Specific Type: Wood
In 1968, Roger Jourden purchased a small petting zoo in Muskegon, Michigan and began adding some carnival rides, naming the park Deer Park Funland (now its known as Michigan's Adventure). It was a nice summer amusement but Jourden had bigger plans for the park. In 1975, Arrow Dynamics created the very first inversion in a very long time, the Corkscrew. Knotts Berry Farm in Buena Park, California built the very first of these and named it Corkscrew, or also known as the Roaring 20's Corkscrew. Boasting a huge success, though a very short ride, other parks wanted an inverting coaster in their parks. It seemed like everyone was jumping on the bandwagon and in 1979 Deer Park Funland got their very own. It would remain the park's only coaster for nearly a decade.

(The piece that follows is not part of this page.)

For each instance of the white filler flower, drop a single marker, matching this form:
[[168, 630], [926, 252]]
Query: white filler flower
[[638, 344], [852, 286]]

But in 1988, a new wooden structure could be found rising from the far shore of the park's central lake. Designed by Curtis D. Summers and built by the Dinn Corporation, Michigan's Adventure got themselves a real wild woody. The Wolverine Wildcat as the ride would be named featured a lengthy pre-lift tunnel and a double out and back layout packed with air time. Though now overshadowed in stature by its sister across the park Shivering Timbers, the original woody at the park can still hold its own.
Guests who dare brave the Wolverine Wildcat turn right upon entering the park and head down the main midway. Past the parks first coaster, the Corkscrew and beyond the Sea Dragon swinging ship ride lies the entrance for this wild, wooden beast. While waiting in line, future riders continually hear the roar of train after train traverse the wooden rails that they will themselves soon encounter. Once inside the station and situated in one of the four, three-bench cars, the station brakes are released and the ride is on. Out of the station, the train navigates a right hand u-turn and enters a tunnel. Encased in darkness, the rails continue straight for a time before making another right hand u-turn. Emerging from the darkness, the train encounters the chain lift parallel to the station. Climbing eighty-five vertical feet alongside the park's lake gives riders a nice distraction from what lies ahead. But soon they reach the top and its all downhill from there.
Off the top and down the drop, twenty-four passengers scream their lungs out while reaching a top speed of fifty-five miles an hour. The rails bring everyone skyward again and into a large, sweeping clockwise u-turn. Diving off of that level stretch of track gets riders screaming once again as two consecutive low to the ground speed hills lift them out of their seats. Rising back up into another 180 degree right hand flat turn allows for a bit of a breather and then its right back into the action. The tracks dives back to ground level and then executes a double-up maneuver alongside the lift hill which is followed immediately by a double-down. Once again the track comes up to a right hand u-turn, this one nested inside the first wide turn. The ride storms back towards the station end of the course over a series of bunny hops before entering one final right handed u-turn that brings the train onto the final brake run. Riders disembark having survived 3,000 feet and two minutes of Wolverine fury.